Por Notas & Informações
Em 2003, ao assumir pela primeira vez a Presidência da República, Luiz Inácio Lula da Silva precisou ser pragmático na condução do governo, afastando e ignorando velhas bandeiras da esquerda. A atitude realista de Lula – que se manifestou em várias áreas, especialmente na política econômica – foi fundamental para os resultados obtidos em seu primeiro mandato. Sem responsabilidade fiscal e sem a reforma da Previdência de 2003 articulada pelo governo do PT – para citar apenas dois tópicos –, o desempenho do primeiro governo Lula teria sido inteiramente diferente.
Agora, 20 anos depois, é de reconhecer que o País a ser governado por Lula está ainda mais incompatível com os dogmas e práticas de uma esquerda jurássica: inchaço da máquina pública, desleixo com a inflação, economia moldada pela estatização, hostilidade à atividade empresarial, especialmente ao agronegócio, submissão a um sindicalismo atrasado e ao corporativismo de setores do funcionalismo público. Se, em 2003, o Brasil não tinha nada a ganhar com essa compreensão asfixiante de sociedade e de Estado, agora é que precisa dela menos ainda.
Ao voltar ao Palácio do Planalto 20 anos depois da posse de seu primeiro mandato, Lula encontrará um país diferente. Certamente, há muitos desafios que permanecem: a pobreza e a miséria, as desigualdades sociais, a baixa qualidade da oferta educativa para tantas crianças e jovens, o racismo em suas diversas modalidades e expressões, problemas de infraestrutura, limitações da rede pública de saúde, entraves ao crescimento econômico, entre outros pontos. Muita coisa foi feita nessas duas décadas, houve avanços significativos em algumas áreas, mas também se observam retrocessos, como a volta da fome, e problemas que ainda estão longe de ser resolvidos satisfatoriamente, como a falta de saneamento básico para muitas famílias.
De toda forma, o Brasil de 2023 é muito diferente daquele de 2003. Basta pensar, por exemplo, no atual agronegócio e em sua relevância para a economia brasileira. O desenvolvimento econômico do campo produziu mudanças sociais importantes: novas situações de vida, novas dinâmicas sociais, novas demandas políticas. Até agora, a esquerda mostrou-se alheia a tudo isso, como se o campo não fizesse parte de seu horizonte – como se fosse outro país.

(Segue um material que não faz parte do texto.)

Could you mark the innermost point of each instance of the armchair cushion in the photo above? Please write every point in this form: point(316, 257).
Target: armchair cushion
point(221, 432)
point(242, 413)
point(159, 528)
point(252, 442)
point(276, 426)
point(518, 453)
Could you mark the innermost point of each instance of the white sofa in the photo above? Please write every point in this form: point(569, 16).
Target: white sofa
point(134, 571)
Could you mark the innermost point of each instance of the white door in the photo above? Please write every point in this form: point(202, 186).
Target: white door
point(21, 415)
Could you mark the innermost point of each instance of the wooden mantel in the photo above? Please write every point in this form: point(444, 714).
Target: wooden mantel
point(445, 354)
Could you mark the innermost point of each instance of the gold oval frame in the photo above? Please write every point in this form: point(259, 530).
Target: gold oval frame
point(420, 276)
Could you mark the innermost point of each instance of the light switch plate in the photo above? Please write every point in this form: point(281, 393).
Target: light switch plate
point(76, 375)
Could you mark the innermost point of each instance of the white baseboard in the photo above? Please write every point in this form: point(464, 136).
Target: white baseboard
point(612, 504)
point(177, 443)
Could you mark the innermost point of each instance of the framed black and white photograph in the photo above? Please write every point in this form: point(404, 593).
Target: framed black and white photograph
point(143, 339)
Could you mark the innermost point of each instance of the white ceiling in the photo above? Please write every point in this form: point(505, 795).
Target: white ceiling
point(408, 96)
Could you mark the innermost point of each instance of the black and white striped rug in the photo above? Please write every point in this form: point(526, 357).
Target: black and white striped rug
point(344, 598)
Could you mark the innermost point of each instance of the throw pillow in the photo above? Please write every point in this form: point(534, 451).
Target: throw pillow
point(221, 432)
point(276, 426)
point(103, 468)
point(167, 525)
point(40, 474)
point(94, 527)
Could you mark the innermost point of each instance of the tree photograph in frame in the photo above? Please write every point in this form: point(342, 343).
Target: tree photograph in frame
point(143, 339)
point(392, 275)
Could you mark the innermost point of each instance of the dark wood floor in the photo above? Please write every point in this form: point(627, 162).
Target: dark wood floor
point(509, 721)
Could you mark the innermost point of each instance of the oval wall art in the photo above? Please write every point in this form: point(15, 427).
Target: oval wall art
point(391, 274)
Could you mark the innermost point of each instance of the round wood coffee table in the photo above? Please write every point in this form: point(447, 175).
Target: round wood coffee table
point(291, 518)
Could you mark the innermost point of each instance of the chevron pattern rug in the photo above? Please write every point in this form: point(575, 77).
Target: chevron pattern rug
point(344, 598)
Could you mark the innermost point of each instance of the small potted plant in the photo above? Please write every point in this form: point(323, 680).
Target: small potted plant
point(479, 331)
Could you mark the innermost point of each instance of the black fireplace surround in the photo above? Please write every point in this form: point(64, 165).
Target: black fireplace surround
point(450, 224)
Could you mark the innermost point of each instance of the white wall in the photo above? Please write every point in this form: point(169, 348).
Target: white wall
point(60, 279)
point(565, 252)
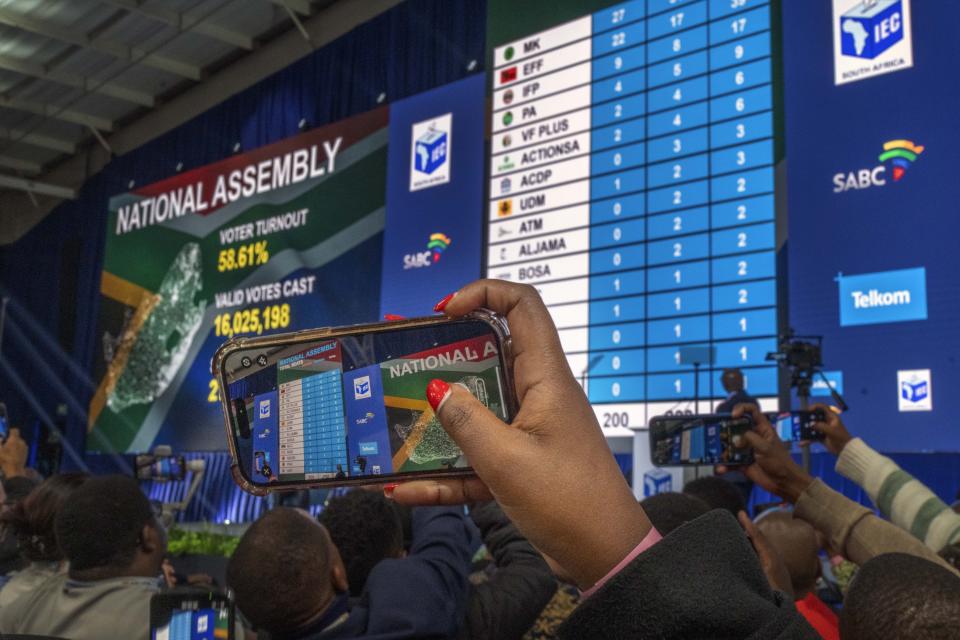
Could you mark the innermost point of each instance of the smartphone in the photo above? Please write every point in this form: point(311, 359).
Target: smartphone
point(699, 439)
point(335, 407)
point(163, 468)
point(4, 424)
point(794, 426)
point(189, 614)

A grande questão é que, na Presidência da República, Lula não pode ignorar essa nova realidade social e econômica. E aqui a defasagem é gritante. Ao longo dessas duas décadas, a esquerda não mudou sua visão sobre o campo, não tendo produzido nenhuma proposta séria de política pública para o setor. O movimento parecia justamente o oposto. Além de não ter afinidade política com o agronegócio, o PT tratou muitas vezes com desdém e hostilidade quem empreende no campo.
O anacronismo de parte da esquerda também é patente no que se refere às relações trabalhistas. Durante a campanha eleitoral, em vez de apresentar uma proposta minimamente articulada sobre o mundo contemporâneo do trabalho, esquerdistas pareciam estar pregando para funcionários sindicalizados dos anos 60 do século passado. Em vez de apresentar soluções para as questões reais que afligem o trabalhador brasileiro, o PT falava em revogar a reforma trabalhista de 2017, aquela que, entre outros avanços, extinguiu o imposto sindical.
Mesmo nas áreas em que continua havendo grandes deficiências, como educação e saúde, os desafios agora são em boa medida diferentes dos de duas décadas atrás. A população mudou, envelheceu. Não há nenhum tempo a perder. A educação das novas gerações é ainda mais decisiva. Novas políticas públicas foram implementadas, e mais do que nunca é preciso aproveitar o que deu certo.
Verifica-se também outro panorama internacional. A visão geopolítica da guerra fria, tão cara à esquerda, está ainda mais ultrapassada, ainda mais distante dos interesses nacionais.
Se Lula quer governar para o Brasil real, seu terceiro mandato precisará ser ainda mais pragmático. Não é uma questão de implicância com a esquerda. Parte dela simplesmente parou no tempo.